VAR_GLOBAL PERSISTENT
CNT : FB_Hash(enDb:=FALSE);
END_VAR
// Each station would have its _sid defined automatically base on instance path.
CNT.inc(_sid); // Equivalent to CNT.inc('MAIN.station1');
CNT.inc('MAIN.station1.tool1'); //CNT.inc(CONCAT(instancePath, '.tool1'));
CNT.inc('MAIN.station1.tool2');
CNT.inc('MAIN.station1.tool3');
See Instance Path blog for more information on
_sid.
And on the HMI have a button linked to the reset method. If you have a database connection, it will also automatically push it up.
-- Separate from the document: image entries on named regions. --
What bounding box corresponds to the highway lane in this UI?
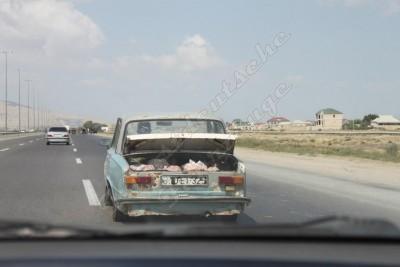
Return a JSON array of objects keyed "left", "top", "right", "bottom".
[{"left": 0, "top": 135, "right": 400, "bottom": 229}]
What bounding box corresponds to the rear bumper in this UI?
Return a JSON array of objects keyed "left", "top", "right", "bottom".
[
  {"left": 46, "top": 137, "right": 69, "bottom": 143},
  {"left": 115, "top": 197, "right": 250, "bottom": 217}
]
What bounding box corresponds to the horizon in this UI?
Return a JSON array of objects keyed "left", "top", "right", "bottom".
[{"left": 0, "top": 0, "right": 400, "bottom": 123}]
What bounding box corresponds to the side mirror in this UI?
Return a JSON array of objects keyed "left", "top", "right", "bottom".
[{"left": 100, "top": 138, "right": 111, "bottom": 149}]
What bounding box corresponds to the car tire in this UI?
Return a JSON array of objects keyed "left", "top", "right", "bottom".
[
  {"left": 112, "top": 205, "right": 127, "bottom": 222},
  {"left": 222, "top": 214, "right": 238, "bottom": 223},
  {"left": 103, "top": 185, "right": 113, "bottom": 206}
]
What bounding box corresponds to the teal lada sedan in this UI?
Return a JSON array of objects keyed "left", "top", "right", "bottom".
[{"left": 104, "top": 115, "right": 250, "bottom": 221}]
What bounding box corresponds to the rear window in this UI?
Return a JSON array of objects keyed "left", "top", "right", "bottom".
[
  {"left": 126, "top": 119, "right": 225, "bottom": 135},
  {"left": 49, "top": 127, "right": 68, "bottom": 132}
]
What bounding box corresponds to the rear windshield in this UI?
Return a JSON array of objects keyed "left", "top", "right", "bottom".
[
  {"left": 126, "top": 119, "right": 225, "bottom": 135},
  {"left": 49, "top": 127, "right": 68, "bottom": 132}
]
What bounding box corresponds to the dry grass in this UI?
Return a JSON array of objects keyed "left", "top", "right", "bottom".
[{"left": 237, "top": 133, "right": 400, "bottom": 162}]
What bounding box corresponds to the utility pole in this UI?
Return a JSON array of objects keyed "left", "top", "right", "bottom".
[
  {"left": 18, "top": 69, "right": 21, "bottom": 132},
  {"left": 25, "top": 80, "right": 31, "bottom": 132},
  {"left": 32, "top": 86, "right": 36, "bottom": 131},
  {"left": 1, "top": 51, "right": 11, "bottom": 134},
  {"left": 36, "top": 92, "right": 40, "bottom": 130}
]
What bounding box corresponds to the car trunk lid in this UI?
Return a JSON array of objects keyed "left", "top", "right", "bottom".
[{"left": 124, "top": 133, "right": 236, "bottom": 154}]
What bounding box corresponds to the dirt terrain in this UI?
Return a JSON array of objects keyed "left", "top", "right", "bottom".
[
  {"left": 237, "top": 132, "right": 400, "bottom": 162},
  {"left": 235, "top": 147, "right": 400, "bottom": 190}
]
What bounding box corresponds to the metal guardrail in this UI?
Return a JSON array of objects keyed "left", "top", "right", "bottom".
[{"left": 228, "top": 130, "right": 400, "bottom": 135}]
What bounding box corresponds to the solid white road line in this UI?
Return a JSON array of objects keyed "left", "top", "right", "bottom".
[{"left": 82, "top": 179, "right": 101, "bottom": 206}]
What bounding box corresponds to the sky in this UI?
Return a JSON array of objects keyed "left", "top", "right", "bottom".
[{"left": 0, "top": 0, "right": 400, "bottom": 122}]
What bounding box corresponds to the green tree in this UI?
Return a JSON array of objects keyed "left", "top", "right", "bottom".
[
  {"left": 362, "top": 114, "right": 379, "bottom": 126},
  {"left": 83, "top": 121, "right": 93, "bottom": 129}
]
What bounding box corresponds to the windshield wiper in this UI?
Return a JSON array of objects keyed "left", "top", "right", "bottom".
[
  {"left": 176, "top": 216, "right": 400, "bottom": 240},
  {"left": 0, "top": 220, "right": 163, "bottom": 240},
  {"left": 0, "top": 216, "right": 400, "bottom": 240}
]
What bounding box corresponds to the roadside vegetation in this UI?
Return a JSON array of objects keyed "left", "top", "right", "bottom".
[{"left": 237, "top": 133, "right": 400, "bottom": 162}]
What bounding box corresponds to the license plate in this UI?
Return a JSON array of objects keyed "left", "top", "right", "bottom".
[{"left": 160, "top": 175, "right": 208, "bottom": 186}]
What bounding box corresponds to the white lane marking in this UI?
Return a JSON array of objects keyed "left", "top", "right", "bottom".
[{"left": 82, "top": 179, "right": 101, "bottom": 206}]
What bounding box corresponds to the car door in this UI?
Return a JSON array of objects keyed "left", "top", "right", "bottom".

CNT.reset('MAIN.station1.tool3')
Quick Sort
As a bonus this FB also implements a quick sort to be used in conjunction with the dataSorted array. This array is used for display purposes on the HMI. Since the hashing algorithm used does not place data in sequential order, there needs to be a way to condense it down to a sequential array for presenting on the HMI. The sort method does exactly that.
Conclusion
And here I was happy to have found a default implementation of a Hash Table inside a Beckhoff library. It was too good to be true. For simple non persistent use cases the default Hash Table is likely sufficient - I even use it elsewhere.
This custom FB_Hash is just a lot nicer and easier to use and works if made persistent. I call it beautiful counting.